2-10. Begin detailed planning. Establish horizontal and vertical controls at each end of the proposed centerline. Prepare a topographic map of about 1:250 with a contour interval of 2 feet. Use this map to plot design constraints such as the location of obstacles, required distances, and necessary elevations. Determine any unique physical characteristics of the site that would limit normal construction methods. Also, prepare a soil profile of the proposed centerline of the bridge to use in designing the foundation (Figure 2-2 ).

Figure 2-2. Soil Profile

Figure 2-2. Soil Profile

2-11. A soil profile represents the properties of soil layers. Take borings along the bridge's centerline, assuming that the soil a short distance away has the same characteristics. Because piers and abutments support substantial loads, take borings at each pier to determine soil properties. See FM 5-430-00-1 and FM 5-410 for more information on soil analysis and exploration.

2-12. A test pit (dug deep enough to inspect the soil visually) yields the most accurate soil profile. Test pits are not well suited to military bridge-construction purposes. Unless the anticipated loads are unusually great and considerable time is available to excavate and sheet the pit, do not use this method because it is expensive. Instead, obtain soil samples using an auger, a sounding rod, or a penetrometer.

SURVEY CONTROL

2-13. A survey of a proposed bridge site furnishes accurate information from which to develop the bridge's layout, to requisition material, and to outline the construction procedure. FM 5-233 gives further details on surveying for bridge construction.
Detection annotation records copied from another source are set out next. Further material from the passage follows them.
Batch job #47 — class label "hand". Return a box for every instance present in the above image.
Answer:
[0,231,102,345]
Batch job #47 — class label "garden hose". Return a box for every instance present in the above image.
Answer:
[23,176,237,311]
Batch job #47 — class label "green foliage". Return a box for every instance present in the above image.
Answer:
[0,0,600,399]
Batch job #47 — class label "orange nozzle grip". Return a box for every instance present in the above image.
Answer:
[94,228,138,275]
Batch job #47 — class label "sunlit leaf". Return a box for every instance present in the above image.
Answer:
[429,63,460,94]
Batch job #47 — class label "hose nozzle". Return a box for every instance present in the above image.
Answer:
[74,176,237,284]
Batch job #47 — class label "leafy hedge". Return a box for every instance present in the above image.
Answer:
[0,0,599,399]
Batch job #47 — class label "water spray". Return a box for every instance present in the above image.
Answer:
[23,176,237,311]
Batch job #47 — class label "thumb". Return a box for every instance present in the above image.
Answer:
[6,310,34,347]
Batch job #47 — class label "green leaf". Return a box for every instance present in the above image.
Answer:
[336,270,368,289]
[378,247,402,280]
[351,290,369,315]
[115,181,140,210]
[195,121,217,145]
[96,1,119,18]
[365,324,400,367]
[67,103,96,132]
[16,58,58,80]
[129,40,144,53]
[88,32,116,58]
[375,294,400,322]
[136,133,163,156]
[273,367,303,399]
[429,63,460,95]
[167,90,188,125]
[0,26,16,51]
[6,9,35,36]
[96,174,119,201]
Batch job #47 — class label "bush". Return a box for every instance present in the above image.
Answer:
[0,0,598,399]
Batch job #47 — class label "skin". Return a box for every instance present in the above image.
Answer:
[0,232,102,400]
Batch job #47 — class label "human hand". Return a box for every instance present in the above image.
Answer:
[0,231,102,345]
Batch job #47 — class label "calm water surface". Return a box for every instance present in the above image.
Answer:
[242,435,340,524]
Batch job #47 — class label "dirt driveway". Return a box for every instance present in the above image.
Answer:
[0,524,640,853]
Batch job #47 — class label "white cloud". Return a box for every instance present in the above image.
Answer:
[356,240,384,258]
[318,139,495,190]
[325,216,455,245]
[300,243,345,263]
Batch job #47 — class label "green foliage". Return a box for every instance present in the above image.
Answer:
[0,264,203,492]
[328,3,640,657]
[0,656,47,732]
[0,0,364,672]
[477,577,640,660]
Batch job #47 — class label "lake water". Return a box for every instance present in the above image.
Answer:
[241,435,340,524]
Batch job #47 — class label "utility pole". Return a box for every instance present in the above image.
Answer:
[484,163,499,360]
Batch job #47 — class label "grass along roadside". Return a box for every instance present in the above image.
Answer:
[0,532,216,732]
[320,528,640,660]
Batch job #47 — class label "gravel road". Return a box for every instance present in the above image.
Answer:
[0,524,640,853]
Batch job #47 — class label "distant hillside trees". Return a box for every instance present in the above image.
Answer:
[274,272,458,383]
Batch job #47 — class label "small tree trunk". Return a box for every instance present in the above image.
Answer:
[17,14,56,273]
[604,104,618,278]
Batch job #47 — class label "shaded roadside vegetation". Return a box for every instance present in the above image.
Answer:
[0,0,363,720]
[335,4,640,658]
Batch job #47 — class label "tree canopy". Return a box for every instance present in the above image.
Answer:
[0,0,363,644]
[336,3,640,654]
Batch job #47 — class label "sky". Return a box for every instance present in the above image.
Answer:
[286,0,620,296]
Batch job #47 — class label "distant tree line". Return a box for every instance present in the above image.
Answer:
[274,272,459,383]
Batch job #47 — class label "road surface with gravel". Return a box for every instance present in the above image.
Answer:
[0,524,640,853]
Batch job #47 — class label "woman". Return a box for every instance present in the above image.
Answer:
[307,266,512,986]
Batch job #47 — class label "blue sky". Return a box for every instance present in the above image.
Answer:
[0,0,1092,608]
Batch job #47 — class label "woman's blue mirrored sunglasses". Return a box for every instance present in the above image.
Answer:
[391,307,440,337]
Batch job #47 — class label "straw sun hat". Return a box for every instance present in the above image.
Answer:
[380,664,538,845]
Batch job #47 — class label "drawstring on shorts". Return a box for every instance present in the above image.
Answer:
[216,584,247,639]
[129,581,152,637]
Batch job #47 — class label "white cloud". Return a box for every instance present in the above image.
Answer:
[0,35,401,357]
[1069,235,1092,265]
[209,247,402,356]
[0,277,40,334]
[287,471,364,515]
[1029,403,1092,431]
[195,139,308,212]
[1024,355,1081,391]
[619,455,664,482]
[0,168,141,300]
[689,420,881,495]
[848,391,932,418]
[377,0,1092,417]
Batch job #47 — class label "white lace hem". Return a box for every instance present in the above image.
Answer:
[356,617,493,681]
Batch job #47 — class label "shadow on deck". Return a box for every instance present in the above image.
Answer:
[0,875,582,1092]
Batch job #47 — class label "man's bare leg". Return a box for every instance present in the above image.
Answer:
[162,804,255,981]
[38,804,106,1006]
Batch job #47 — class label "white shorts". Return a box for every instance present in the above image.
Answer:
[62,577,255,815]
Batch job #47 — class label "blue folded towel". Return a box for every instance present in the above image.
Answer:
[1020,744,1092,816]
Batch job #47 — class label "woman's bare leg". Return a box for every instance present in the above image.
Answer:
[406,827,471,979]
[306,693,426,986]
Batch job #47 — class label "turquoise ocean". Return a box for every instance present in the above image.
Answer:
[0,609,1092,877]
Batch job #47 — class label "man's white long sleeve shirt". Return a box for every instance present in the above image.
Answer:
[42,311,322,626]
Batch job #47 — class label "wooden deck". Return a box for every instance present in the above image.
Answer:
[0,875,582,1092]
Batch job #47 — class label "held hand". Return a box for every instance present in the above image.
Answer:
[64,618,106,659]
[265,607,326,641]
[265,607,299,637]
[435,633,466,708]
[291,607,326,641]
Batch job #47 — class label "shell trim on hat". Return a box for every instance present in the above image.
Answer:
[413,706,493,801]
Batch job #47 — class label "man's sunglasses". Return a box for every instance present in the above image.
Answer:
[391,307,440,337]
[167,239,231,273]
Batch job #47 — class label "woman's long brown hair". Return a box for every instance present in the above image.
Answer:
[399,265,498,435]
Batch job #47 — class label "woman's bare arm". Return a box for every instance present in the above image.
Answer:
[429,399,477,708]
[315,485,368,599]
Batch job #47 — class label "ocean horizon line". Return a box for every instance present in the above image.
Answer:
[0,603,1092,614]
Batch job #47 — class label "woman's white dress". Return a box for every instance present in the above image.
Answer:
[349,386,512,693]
Submitted as drawings, a survey shows the site's plan and elevation, with a graphical presentation of subsurface conditions. The complexity of the bridge-construction project will determine the amount and accuracy of survey control. Survey considerations are discussed in more detail in Chapter 10.

SURVEY DRAWINGS

2-14. Include a location map in the survey drawings that shows the relationship of the site to the communication routes and the bivouac areas for construction personnel. Also show sources of sand, gravel, timber, and other construction materials. Include a detailed site plan (Figure 2-3) with a scale no greater than 1:480. The plan should show the—

  • Alignment of the structure and the tentative position of bents or piers and abutments.
  • Position and the details of piers and abutments of any existing structure.
  • Course of the stream, the bank lines, and the direction and distribution of flow.
  • Natural features (such as drainage courses, eroding banks, exposed rock ledges, trees, and wooded areas).
  • Existing installations (such as power and utility lines, sewers, buildings, roads, dikes, walls, and fences).
  • Contour elevations extending at least 100 feet to each side of the bridge's centerline and 200 feet beyond each abutment.
  • Location of all the benchmarks and their elevations, all reference points, and all borings and soil tests.

Figure 2-3. Site Plan

Figure 2-3. Site Plan

2-15. Include a profile of equal horizontal and vertical scales of not less than 1:480. The profile should show the—

  • Ground surface on the centerline of the proposed bridge, extending not less than 200 feet beyond each abutment.
  • Elevation of high and low water.
  • Foundation materials as disclosed by test pits or borings.